I can relate to all of these energy drainers being a single mother myself. And what I have discovered is that one little tweak can go a long ways. For instance I had one mother who stopped eating after 7pm. And when she felt hungry she would drink something warm. Coupled with making sure she wasn’t feeling lonely or stressed she would eat something like celery with avocado. I suggested that when she is preparing her normal meals and late evening snacks, to put love into it, enjoy preparing it, be into the colors and smells of the food. Another mother found out she has a thyroid condition and was placed on medication, and I suggested some natural products, food and herbs that support the thyroid gland to eat along with taking the medication. She recently reported to me that she is full of energy and is now getting organized and dancing with her children. To emphasize another mother I coached loved her job. And she used the public transportation, so she had to get up extra early to get the children dressed and ready for daycare, and school. Furthermore she would drop them off at different locations and then have to get to work on time. And then doing it over again coming home. Granted once we found her energy leaks we were able to free up more time for her to relax.

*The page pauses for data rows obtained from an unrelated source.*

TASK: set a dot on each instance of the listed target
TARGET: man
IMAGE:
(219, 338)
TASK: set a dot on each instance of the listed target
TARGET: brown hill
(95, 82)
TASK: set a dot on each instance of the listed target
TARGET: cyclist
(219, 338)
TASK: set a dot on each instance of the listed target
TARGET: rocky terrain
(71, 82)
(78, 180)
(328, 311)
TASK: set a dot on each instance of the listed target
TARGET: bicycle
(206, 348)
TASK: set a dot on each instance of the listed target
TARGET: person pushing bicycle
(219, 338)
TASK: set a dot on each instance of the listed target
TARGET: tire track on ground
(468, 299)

In detail she would cook dinner every evening, then help her children with school work, and finally get their clothes ready for the next day. In light of the time spent on these important task we eliminated cooking daily to preparing the meals on the weekend. Including getting the clothes ready for the week on Sunday. Continuing we agreed on making extra meals for the week and then freezing some for quick meals when needed. In conclusion we designated a day for an hour of me time for her to just relax. In the meantime her children would watch a program on T.V. or take a nap. At length she made some other adjustments as well and is amazed at how much energy she has.

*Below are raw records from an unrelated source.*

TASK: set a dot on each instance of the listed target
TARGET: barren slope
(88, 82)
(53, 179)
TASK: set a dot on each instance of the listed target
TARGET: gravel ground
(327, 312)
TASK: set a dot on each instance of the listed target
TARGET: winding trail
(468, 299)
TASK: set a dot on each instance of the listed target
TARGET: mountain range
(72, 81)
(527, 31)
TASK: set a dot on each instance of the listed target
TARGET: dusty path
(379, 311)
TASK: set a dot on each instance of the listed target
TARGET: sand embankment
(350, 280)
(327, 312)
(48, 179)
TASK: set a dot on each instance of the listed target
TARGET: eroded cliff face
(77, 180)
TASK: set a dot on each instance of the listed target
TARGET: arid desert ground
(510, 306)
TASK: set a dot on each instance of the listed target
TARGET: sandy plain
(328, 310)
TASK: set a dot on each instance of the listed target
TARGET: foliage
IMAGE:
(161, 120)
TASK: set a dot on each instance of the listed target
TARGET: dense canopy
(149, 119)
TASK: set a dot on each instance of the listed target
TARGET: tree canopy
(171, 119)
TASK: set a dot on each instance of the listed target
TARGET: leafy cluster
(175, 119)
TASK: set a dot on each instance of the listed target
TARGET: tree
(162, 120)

In my final analysis a lot of single moms are just winging it. In fact most don’t have a clue as to what type of family life they want with their children. Consequently most mothers only concern themselves with providing food, clothes and a roof over their children’s heads. That is to say the house is usually chaotic, noisy and the children are undisciplined. Not only do your son/daughter feel your stress from not having energy, they get stressed too. Thus they are given to fighting each other, or becoming out of control. Due to that fact that you’re too tired to direct their energy it is hard for them to cooperate with you.
Now ask yourself, what would the idea day look like for me if I did__________differently.
What would it feel like?
What type of home do I want for me?
What type of home do I want for my children to grow up in?
How do I want to feel every day no matter what?
Given these points I know this for sure, if your relationship with your children is one of harmony you’ll have the energy you need to do all the things you need to do.
Definitely once you hone in to these questions and are able to answer them honestly, you will find your energy coming back. Because now you have something to look forward to that you are creating yourself.
A very successful person mentor said to me once that “Happiness Is the Realization of a Worth While Dream” Dexter Yeager. What is your dream home, atmosphere, job, career and relationship with your children? Start there.